Cio’ comporta per il donatore una maggiore faticabilita’ e una ridotta tolleranza allo sforzo che, il piu’ delle volte, nel non sportivo scompare gia’ durante il primo giorno dalla donazione senza creare alcun problema al donatore. Nel caso di individui ai quali e’ invece richiesta una prestazione fisica importante, occore ricordare che l’anemia post-trasfusionale viene risolta completamente solo dopo tre settimane circa, e prima di questo periodo e’ quindi presente un calo del rendimento fisico e della resistenza allo sforzo, che ovviamente si riduce col passare del tempo.
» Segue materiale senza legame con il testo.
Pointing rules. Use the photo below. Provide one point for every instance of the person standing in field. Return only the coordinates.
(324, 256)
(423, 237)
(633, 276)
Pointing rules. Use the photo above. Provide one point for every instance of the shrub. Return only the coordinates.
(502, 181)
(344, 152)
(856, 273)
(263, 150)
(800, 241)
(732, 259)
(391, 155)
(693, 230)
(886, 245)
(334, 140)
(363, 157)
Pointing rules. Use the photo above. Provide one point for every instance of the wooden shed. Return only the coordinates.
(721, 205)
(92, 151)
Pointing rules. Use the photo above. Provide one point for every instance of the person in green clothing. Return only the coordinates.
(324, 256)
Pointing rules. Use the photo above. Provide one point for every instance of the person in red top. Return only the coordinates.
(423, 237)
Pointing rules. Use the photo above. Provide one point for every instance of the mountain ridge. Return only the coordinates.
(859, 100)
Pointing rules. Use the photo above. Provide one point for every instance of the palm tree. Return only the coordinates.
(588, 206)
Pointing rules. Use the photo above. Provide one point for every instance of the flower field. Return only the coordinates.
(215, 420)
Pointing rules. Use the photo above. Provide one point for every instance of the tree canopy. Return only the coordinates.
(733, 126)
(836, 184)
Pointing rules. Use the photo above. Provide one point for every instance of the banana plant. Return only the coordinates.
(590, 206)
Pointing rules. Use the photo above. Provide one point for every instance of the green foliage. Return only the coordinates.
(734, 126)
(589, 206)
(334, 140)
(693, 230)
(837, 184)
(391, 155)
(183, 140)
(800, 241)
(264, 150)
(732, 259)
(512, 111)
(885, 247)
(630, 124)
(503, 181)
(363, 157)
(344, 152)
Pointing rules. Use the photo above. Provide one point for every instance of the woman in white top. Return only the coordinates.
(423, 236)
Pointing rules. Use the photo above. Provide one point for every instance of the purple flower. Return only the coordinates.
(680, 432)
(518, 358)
Nel caso di donazioni di plasma o derivati, praticamente non ci sono problemi e le precauzioni da prendere sono minime e limitate a uno-due giorni. Lo sportivo che intenda donare sangue intero, invece, deve mettere in atto alcune precauzioni nelle tre settimane successive alla donazione, specialmente i primi giorni:
a) evitare sedute di carico (potenza aerobica, resistenza);
b) evitare i lunghissimi e tutti i tipi di allenamento che comportino importanti richieste fisiche e metaboliche;
c) non pretendere le stesse prestazioni pre-donazione: aspettarsi invece un calo del ritmo di diversi secondi a km e una maggior fatica nel completare sedute normalmnte “facili”;
d) evitare ovviamente le gare: se la donazione e’ programmata in periodo pre-gara, meglio rimandarla;
e) monitorare attentamente le proprie condizioni fisiche: in caso di stanchezza, calo della motivazione, sensazione che “qualcosa non va” o di qualcosa di diverso dal solito, interrompere (o rimandare, o alleggerire) la seduta;
f) bere molto per reintegrare la perdita di volume; mangiare frutta e verdura fresche e alimenti proteici (carne, uova o, se vegetariani, verdure “ricche di ferro”);
Non e’ superfluo notare che l’anemizzazione da donazione non ha acun effetto allenante: dopo la donazione, correre in condizioni di anemia temporanea determina solo un affaticamento dell’atleta ed un maggior rischio di infortunio e nessun vantaggio. Chi quindi aumenta il carico dopo una donazione, sperando di avere migliori prestazioni una volta passato il periodo di recupero, fa solo dei danni a se stesso, rischia di perdere la motivazione e, assecondando questa “voglia di doping”, si espone al rischio di scegliere la “via facile” anche successivamente.
Conclusioni
Rischiando di andare in controtendenza, concluderemmo che donare sangue e’ una pratica da consigliare ma, in casi particolari come quello dello sportivo in preparazione o pre-gara, non si puo’ negare che non ha un effetto benefico sulla prestazione e sulla preparazione atletica. Se dunque un atleta si trova in una fase delicata della sua attivita’ sportiva e non ci sono condizioni di emergenza per le quali la donazione sia fortemente necessaria, e’ meglio rimandare ad altro momento la donazione di sangue e preferire le donazioni meno anemizzanti. E’ invece importante che chiunque e specialmente chi, facendo sport, ha una sensibilita’ maggiore al benessere fisico e alla salute, faccia pubblicita’ tra amici, parenti e compagni di squadra e incentivi tutti alla pratica della donazione del sangue. Donare meno ma donare tutti potrebbe essere, per la nostra opinione, un buon motto per chi fa sport.